Journey America Part 2
Wildfires Ahead 02.03.17
My 2017 got off to a rough start.
On January 3, at 5:30 am with the sun still hidden under the horizon, I mounted Picasso and ponied Sapo with the pack saddle on his back. My new friends Luis and Roberto rode out of town with me along with other friends.
“Filipe if you need anything don’t be afraid to call,” Luis said giving me a strong hug from atop his steed.
Roberto gave me two books as a gift before we parted ways. One was the story of an Argentinian female Long Rider who made an extraordinary journey and the other was Tschiffely’s book about his car trip to Tierra del Fuego.
“I hope these books make your nights in the tent more enjoyable,” Roberto said as I shoved the books into the orange panniers.
Alone, I continued south.
At lunchtine I arrived in a little town called Argerich where a Uruguayan woman awaited my arrival.
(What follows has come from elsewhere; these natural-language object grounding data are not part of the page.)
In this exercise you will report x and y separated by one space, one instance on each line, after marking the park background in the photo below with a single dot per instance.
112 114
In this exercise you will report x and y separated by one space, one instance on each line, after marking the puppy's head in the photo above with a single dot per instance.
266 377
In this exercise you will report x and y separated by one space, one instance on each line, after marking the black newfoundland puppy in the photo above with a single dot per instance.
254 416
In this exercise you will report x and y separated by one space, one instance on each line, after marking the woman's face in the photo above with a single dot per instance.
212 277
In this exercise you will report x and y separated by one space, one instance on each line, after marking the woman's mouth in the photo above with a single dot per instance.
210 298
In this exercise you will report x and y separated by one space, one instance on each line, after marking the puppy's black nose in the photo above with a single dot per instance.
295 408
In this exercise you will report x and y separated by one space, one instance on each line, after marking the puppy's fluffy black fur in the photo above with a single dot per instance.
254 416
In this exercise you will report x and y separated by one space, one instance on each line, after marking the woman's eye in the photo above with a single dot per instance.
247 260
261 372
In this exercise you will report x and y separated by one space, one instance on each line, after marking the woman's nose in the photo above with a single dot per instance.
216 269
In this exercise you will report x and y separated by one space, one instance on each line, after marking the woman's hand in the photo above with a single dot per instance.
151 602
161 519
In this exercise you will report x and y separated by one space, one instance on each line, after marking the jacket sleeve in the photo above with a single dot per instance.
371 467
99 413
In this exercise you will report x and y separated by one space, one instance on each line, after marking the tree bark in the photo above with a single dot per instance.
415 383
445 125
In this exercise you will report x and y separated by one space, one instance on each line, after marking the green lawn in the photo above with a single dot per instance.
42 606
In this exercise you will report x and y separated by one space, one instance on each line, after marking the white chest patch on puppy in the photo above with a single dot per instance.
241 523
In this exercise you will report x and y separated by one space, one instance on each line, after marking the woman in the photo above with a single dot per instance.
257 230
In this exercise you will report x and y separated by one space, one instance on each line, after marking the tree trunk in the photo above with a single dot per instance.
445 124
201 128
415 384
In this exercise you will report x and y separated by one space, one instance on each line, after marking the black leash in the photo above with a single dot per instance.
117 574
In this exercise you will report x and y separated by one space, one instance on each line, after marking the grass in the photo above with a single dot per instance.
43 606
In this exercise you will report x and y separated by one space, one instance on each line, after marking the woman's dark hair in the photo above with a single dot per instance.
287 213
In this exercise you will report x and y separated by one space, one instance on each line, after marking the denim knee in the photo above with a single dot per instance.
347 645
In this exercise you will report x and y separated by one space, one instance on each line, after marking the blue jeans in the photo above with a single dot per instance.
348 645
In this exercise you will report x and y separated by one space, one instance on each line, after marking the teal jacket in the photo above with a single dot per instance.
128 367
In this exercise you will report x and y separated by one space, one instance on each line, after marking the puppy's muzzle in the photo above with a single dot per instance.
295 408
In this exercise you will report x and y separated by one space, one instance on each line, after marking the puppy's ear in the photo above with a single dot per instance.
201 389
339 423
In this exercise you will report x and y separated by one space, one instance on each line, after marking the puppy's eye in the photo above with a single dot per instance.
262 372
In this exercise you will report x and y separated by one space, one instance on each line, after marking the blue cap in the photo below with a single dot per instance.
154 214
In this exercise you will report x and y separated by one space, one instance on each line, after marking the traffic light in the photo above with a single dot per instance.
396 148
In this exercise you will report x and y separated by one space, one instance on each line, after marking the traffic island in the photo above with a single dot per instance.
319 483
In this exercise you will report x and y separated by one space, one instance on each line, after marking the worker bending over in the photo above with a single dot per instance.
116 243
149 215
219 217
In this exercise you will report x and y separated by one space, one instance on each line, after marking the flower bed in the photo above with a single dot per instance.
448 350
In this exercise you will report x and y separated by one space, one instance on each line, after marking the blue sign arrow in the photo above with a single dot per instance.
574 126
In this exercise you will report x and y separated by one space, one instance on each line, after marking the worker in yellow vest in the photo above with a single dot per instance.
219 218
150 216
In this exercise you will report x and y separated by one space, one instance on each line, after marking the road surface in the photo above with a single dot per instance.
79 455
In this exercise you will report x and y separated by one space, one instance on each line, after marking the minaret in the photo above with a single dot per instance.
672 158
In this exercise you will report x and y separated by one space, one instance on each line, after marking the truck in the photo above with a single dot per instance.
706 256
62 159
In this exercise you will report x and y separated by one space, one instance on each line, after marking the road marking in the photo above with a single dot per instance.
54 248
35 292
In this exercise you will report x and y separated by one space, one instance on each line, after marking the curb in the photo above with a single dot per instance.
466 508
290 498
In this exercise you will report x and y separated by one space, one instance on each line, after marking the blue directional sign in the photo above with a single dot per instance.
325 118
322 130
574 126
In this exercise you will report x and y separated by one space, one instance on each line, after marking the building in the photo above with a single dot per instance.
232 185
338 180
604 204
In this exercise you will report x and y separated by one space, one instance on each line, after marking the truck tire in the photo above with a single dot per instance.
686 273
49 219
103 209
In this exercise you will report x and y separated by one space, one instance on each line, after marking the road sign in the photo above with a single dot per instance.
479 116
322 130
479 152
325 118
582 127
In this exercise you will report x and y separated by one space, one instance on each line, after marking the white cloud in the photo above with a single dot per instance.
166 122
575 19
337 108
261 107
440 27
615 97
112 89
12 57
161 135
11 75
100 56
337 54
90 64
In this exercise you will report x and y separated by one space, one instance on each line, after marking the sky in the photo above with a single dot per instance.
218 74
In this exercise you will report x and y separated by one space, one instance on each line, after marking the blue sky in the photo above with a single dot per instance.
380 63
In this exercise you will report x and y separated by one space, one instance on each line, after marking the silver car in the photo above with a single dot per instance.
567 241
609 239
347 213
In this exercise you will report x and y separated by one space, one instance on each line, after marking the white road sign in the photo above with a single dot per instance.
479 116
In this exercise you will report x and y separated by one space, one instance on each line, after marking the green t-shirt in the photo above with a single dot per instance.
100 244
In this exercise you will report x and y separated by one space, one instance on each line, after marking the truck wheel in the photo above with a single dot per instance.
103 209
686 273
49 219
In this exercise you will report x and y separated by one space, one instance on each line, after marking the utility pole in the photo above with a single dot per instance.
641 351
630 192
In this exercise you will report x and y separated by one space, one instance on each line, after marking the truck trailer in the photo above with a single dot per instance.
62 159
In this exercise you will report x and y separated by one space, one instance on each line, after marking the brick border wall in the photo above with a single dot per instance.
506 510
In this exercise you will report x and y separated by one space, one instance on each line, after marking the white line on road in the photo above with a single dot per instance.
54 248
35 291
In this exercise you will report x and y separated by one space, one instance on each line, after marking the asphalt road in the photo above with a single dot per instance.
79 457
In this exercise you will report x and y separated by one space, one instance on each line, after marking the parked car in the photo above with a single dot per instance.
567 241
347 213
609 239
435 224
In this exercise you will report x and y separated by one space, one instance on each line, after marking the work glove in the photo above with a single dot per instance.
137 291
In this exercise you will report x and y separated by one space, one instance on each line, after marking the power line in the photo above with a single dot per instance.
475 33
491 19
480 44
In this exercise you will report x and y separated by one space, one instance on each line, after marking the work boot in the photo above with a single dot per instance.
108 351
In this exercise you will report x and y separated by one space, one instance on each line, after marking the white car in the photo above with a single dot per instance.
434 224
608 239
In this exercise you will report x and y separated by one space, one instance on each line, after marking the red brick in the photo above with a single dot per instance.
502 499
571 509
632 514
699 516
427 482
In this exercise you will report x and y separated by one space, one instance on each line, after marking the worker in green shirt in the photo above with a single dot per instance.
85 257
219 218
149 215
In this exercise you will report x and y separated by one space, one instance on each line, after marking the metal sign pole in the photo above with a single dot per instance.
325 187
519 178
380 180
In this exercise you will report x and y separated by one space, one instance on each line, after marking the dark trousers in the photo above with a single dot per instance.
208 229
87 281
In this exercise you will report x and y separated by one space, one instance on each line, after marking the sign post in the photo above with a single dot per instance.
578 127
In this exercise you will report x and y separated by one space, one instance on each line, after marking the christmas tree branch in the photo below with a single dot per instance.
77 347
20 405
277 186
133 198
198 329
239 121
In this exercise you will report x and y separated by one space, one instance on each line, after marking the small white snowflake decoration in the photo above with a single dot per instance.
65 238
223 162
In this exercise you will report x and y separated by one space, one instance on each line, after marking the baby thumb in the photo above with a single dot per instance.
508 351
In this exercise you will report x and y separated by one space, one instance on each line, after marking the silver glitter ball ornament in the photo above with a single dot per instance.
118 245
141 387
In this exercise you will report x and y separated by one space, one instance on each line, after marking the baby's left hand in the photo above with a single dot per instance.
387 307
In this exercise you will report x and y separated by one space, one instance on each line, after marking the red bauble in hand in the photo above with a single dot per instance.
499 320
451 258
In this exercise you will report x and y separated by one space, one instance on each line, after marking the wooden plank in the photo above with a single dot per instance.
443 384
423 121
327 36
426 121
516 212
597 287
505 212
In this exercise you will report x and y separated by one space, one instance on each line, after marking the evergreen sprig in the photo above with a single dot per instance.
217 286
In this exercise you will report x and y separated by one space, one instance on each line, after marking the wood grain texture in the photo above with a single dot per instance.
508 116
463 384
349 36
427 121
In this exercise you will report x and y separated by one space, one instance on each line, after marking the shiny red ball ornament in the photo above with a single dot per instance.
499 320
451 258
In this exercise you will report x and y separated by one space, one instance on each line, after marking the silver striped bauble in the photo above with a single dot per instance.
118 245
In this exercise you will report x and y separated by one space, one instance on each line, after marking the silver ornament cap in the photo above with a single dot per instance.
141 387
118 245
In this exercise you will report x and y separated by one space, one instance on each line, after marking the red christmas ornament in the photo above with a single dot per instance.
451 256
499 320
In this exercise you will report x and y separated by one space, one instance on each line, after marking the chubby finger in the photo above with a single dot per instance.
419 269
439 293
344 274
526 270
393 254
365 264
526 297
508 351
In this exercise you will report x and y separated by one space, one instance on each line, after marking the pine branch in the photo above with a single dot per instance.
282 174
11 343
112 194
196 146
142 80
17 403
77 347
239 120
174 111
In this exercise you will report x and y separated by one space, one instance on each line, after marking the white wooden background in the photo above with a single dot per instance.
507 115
“Welcome to my humble home,” she said with a smile on her face.
I unsaddled the boys and allowed them to graze while we entered her home, western store. My host poured me a cold glass of water and cut up some fresh ham and cheese for me to eat. It was delicious!
We talked about dreams, life and Uruguay. It was both intense and amazing. I loved it.
After resting for two hours I saddled the boys back up and continued towards Medanos, only 10 kilometres south. Smoke filled the air and the sky glowed a weird shade of orange.
“There are some horrible fires burning up ahead,” my host said to me shaking her head.
I knew that wild fires were burning up the province of La Pampa since christmas, but I didn’t know they had entered the province of Buenos Aires.
When I arrived in Medanos, it was as if I was entering an apocalyptic film. Breathing became a battle as smoke choked the horses and I, ash blew into our faces with force and the sky looked like it was on fire – the sun a ball of fire, covered with grey clouds of smoke.
“At this point we dont know if you will be able to ride out tomorrow son, the highway has been closed because the fire is burning up on both sides,” a big Gaucho who was friends with Luis from Bahia said to me.
As I untacked the boys loud sirens screamed, calling all volunteer firefighters to the fire station. My heart beat with force. I worried about my ponies and my own life.
“Two women were burned alive in their car an hour ago, they tried to turn around on the highway because they couldn’t see anything with the heavy smoke. A truck hit them as they made the u-turn,” a journalist who came to take photos of us told the Gauchos who were hosting me.
We all looked at the sky in silence. In sadness. In fear.